I need help with this question please!

"Chapman Machine Shop is considering a four-year project to improve its production efficiency. Buying and installing a new machine press for $620,000 will result in annual revenue increase of $421000. However, the cost of operation (COGS, SG&A, etc.) will increase by $210000 per year. Last month, Chapman also spent $15000 to analyze the best location to place this new machine press. The press falls in the MACRS 5-year class, and it will have a salvage value at the end of the project of $98,000. The MACRS rates are .2, .32, .192, .1152, .1152, and .0576 for Years 1 to 6, respectively.

Also, the press requires an initial investment in spare parts inventory of $20,000, along with an additional $3,600 in inventory for each succeeding year of the project.

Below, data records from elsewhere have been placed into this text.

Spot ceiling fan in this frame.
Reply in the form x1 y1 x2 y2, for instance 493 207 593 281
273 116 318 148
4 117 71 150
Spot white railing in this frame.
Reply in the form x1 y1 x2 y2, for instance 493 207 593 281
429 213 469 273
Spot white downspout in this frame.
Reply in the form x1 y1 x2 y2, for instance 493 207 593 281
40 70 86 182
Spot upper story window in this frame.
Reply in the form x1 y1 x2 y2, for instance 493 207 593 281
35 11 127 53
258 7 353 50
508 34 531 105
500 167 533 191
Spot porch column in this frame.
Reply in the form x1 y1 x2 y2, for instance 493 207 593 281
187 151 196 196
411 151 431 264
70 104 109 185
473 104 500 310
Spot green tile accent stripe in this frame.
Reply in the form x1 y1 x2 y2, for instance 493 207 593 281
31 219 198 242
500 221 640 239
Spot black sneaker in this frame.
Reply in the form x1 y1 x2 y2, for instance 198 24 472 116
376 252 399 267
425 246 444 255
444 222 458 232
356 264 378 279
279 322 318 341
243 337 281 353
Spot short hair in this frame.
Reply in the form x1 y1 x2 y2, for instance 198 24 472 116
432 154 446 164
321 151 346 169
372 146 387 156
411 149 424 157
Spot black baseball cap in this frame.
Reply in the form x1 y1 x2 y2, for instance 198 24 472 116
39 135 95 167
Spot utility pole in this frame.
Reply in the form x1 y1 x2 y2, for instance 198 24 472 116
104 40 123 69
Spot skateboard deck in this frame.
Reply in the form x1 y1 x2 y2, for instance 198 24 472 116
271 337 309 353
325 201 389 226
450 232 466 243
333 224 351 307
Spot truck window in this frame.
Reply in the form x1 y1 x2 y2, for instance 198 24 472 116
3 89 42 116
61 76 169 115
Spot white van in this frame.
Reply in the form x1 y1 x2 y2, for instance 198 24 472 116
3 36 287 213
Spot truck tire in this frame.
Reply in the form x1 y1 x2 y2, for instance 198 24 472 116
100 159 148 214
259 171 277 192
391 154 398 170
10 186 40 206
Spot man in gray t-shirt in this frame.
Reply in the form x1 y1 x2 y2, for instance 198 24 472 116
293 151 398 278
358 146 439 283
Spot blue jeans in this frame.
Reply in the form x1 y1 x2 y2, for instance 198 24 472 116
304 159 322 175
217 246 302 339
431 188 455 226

In addition, account receivables and account payables are projected to increase initially by $6000 and $2000 respectively, with no further increases in subsequent years. All other working capital accounts will stay the same as before. The inventory, account receivables and account payables will return to its original level when the project ends. The shop's tax rate is 35 percent and its project discount rate is 11 percent.

Should the firm buy and install the machine press? Display the relevant cash flows and compute NPV, IRR, and PI in Excel to inform your decision."